EU Talks: Iceland Wants to Skip Summer Time Skip to content

EU Talks: Iceland Wants to Skip Summer Time

iceland-euflagIceland’s position on transport and free shipping of goods has been presented to the European Commission and EU member states.

Among requests made by the Icelandic negotiation committee is that the country does not adopt summer time if it joins the European Union.

It is expected that negotiations these two chapters, both of which are included in the EEA agreement, can begin later this year, Fréttablaðið reports.

In related news, specialists in administrational law state that if Iceland adopts regulations on new European institutions established to monitor financial markets—as it is obligated to as party to the EEA agreement—it would be in violation of the constitution.

Three new EU institutions and one council launched operations on January 1, 2011, in reaction to the economic crisis in Europe to protect the stability of the financial system.

They have the authority to deprive banks of operating licenses, fine financial institutions and react with various other means in case of emergency.

The Icelandic government appointed legal professors Björg Thorarensen and Stefán Már Stefánsson, both of whom specialize in administrational law, to estimate whether Iceland’s access to these institutions is at odds with the country’s constitution.

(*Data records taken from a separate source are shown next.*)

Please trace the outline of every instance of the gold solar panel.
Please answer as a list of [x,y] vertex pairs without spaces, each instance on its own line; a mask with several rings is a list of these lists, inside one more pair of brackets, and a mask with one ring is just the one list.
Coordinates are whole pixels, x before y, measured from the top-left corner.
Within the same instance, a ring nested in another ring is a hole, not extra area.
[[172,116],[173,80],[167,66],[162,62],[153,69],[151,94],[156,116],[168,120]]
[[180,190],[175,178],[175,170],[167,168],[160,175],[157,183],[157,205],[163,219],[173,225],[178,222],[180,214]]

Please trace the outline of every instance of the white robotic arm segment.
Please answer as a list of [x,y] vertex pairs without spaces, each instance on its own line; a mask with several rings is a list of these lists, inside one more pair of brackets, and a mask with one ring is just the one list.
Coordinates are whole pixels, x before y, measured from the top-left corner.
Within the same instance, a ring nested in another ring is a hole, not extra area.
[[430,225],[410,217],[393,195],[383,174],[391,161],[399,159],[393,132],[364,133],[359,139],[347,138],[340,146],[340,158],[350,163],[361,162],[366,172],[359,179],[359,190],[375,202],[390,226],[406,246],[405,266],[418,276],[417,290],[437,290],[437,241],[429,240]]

Their conclusion, submitted in late April, is that Iceland cannot adopt the regulations that apply to these new institutions unchanged, as Iceland would remise the state’s authority to super-national supervisory institutions, which would be in violation of the constitution.

The constitutions of the other Nordic countries and most European states include articles that authorize such remise.

Björg and Stefán stated that it is necessary to amend the constitution so that the Icelandic legislator can operate within the boundaries of the laws of international cooperation.

Minister for Foreign Affairs Össur Skarphéðinsson told Fréttablaðið that Iceland has two options: either to change the constitution or no longer be party to the EEA agreement. To him it is obvious that the first option should be opted for.